Nails—the precious little bits of protein that they are—are surprisingly resilient, so the occasional acrylic session or acetone soak isn’t a huge deal. The real issue starts when the polish is removed, the wreckage is revealed, and the instinct to cover up said wreckage with more filing, buffing, clipping, gel-ing, gluing, varnishing, and removing kicks in. The problem is compounded, and the cycle never ends.
 

How to Stop the Cycle Of Damage


“If there is damage that’s been done, it typically takes until the damaged nail has fully grown out [to regain full health],” says Gibson Tuttle. That can last anywhere from two to six months, depending on length. Luckily, restoring your natural nails requires very little effort: Just put down the polish, forget about filing and buffing them into oblivion, and stop picking.

“While your nails are rehabbing, our best advice is to hydrate your cuticles daily, if not multiple times a day, with a cuticle serum to promote healthy nail growth,” the Olive & June founder shares. (Olive & June’s Cuticle Serum is modeled after eye serum, “because these are both areas of thin skin that need layer upon layer of hydration,” and Mazz Hanna’s Cuticle Oil is infused with an anxiety-easing amethyst crystal to discourage biting and picking.)

That’s not to say the grow-out phase will be pretty. You will take your polish off and see yellowed fingernails, with bumps and grooves from acrylic removal or cuticle clipping. If you’re anything like me, your toes will look more like toes from the CSI: Miami morgue: grey-ish, lifeless, missing only a hang tag. You will be tempted to hide it all under a layer of liquid plastic. Your nails will thank you if you don’t.


Why to Leave Your Nails Alone Now


As much as we’d like to fill up our time sheltering in place with DIY mani-pedis, stopping altogether is an option that should not be ignored. What if we got used to how we look with unmanicured fingertips?

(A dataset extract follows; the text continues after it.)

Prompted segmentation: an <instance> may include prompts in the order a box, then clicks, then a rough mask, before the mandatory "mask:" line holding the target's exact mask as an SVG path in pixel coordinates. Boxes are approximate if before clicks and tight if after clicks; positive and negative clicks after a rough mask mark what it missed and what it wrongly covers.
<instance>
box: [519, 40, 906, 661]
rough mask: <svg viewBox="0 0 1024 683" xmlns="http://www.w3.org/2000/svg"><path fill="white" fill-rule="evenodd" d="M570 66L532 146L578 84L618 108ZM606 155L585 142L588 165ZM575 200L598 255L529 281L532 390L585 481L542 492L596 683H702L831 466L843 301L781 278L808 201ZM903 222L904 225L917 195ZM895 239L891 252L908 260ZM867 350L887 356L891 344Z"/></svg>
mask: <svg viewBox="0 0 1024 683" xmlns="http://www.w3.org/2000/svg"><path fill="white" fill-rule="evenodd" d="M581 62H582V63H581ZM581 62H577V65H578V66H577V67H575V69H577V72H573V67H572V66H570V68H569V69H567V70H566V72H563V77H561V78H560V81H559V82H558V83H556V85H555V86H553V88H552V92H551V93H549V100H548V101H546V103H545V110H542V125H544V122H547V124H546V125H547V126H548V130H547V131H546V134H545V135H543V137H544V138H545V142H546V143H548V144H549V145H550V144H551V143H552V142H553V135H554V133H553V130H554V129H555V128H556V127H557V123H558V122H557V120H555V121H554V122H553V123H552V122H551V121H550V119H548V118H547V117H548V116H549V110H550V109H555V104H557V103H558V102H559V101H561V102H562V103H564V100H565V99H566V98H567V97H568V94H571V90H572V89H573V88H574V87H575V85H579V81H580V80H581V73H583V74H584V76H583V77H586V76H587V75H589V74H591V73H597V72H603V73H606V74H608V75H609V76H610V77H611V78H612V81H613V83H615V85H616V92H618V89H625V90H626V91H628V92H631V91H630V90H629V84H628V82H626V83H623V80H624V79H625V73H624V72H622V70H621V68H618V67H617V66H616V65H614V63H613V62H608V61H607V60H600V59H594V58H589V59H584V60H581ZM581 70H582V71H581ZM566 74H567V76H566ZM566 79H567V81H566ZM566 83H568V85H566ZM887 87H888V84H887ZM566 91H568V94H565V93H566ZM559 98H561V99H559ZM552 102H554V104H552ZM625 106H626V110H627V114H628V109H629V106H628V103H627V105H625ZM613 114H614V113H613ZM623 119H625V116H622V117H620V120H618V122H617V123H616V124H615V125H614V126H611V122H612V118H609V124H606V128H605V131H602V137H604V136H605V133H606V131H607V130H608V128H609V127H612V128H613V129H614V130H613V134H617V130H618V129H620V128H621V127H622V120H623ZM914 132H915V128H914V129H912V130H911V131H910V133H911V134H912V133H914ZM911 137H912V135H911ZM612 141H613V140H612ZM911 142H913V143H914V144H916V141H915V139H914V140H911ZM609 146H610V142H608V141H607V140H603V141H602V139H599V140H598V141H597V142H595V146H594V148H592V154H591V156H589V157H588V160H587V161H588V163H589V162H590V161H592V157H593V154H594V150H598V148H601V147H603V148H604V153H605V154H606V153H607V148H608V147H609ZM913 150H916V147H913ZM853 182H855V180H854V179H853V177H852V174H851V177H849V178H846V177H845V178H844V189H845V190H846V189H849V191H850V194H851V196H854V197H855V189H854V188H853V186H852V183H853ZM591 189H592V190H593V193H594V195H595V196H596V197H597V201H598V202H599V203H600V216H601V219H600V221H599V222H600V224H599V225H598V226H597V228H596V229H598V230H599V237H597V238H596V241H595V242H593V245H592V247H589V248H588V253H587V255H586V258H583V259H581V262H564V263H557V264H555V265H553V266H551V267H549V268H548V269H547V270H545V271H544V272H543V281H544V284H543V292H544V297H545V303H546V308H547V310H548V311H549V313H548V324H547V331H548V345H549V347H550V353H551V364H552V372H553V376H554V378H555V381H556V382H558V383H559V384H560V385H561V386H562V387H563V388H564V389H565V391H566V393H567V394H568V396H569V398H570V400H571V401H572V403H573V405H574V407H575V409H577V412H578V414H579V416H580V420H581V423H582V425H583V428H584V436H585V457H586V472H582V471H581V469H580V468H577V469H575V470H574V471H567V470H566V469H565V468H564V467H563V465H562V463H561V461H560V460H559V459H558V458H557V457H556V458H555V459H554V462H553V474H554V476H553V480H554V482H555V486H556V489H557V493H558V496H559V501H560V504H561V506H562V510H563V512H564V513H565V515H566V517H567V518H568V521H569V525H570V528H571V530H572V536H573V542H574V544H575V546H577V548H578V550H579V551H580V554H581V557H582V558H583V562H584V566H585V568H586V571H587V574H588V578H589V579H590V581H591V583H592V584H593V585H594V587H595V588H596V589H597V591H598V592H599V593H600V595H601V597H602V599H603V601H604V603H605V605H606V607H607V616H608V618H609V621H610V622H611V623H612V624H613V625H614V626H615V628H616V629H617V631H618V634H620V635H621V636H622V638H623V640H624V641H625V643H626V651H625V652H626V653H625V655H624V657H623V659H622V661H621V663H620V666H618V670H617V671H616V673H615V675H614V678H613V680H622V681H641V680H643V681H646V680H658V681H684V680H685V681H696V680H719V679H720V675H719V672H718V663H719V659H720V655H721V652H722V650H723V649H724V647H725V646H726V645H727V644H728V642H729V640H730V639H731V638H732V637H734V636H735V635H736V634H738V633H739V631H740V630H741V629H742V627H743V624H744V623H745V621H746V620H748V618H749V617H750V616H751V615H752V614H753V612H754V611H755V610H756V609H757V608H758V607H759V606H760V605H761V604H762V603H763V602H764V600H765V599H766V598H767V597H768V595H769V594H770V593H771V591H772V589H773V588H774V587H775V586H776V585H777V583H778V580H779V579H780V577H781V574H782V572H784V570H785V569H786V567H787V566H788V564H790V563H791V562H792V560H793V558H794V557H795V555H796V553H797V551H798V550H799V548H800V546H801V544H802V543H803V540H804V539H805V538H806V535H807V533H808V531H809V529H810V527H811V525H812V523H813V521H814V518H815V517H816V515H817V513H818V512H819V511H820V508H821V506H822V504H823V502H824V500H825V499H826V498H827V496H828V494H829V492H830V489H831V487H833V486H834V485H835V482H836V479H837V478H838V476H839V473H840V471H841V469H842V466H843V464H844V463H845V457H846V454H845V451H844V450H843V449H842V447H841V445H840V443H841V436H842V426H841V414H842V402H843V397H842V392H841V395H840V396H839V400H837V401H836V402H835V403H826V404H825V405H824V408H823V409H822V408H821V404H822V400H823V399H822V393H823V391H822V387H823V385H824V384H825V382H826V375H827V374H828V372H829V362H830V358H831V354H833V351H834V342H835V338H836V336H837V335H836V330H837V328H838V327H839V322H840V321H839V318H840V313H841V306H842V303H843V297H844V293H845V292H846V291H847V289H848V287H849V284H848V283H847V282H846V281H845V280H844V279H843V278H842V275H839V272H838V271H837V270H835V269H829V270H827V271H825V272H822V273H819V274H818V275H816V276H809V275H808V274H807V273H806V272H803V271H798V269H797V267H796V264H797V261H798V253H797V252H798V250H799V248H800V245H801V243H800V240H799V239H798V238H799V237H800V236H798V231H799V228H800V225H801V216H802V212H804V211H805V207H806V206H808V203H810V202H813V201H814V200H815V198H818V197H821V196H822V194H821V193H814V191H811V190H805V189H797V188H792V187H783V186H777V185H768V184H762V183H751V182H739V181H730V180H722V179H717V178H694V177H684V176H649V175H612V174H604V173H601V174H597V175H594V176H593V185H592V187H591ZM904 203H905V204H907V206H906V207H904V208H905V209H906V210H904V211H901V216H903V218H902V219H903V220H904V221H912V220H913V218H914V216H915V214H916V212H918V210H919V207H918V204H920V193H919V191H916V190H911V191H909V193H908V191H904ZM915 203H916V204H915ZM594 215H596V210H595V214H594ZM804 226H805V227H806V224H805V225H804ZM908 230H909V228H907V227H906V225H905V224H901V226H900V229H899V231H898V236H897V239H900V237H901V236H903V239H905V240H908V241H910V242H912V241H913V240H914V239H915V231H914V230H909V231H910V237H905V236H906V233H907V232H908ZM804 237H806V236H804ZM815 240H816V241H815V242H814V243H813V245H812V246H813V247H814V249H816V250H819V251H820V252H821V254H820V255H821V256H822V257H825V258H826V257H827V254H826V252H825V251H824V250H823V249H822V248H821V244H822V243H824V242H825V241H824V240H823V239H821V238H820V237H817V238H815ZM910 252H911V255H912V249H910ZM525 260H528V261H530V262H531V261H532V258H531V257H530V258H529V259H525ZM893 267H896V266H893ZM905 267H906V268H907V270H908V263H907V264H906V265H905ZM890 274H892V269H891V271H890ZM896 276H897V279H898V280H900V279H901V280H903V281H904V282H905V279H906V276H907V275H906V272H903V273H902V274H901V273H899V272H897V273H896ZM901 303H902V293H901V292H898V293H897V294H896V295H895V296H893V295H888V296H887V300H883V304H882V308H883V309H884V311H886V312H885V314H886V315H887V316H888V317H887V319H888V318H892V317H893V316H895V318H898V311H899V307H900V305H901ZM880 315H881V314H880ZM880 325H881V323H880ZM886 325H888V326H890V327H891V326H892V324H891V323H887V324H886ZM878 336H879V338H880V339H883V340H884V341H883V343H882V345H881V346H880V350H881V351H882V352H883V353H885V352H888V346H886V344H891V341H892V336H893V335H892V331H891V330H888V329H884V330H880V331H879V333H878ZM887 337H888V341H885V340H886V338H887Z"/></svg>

Released the need to mask the messiness that comes with healing? “Let our nails breathe,” as Hanna puts it?

Gibson Tuttle, the unofficial queen of the at-home manicure, admits your nails could probably use the break. “I like to do a major nail cleanse two to four times a year,” she says, “but it's about what feels best for you.”

For me, what feels best is embracing my nails as they are—supporting their inherent strength and beauty—and rejecting the idea that they need to be polished to perfection, even in a pandemic. With so much uncertainty in the world right now, I can at least be certain of this: My nails—our nails—will be just fine.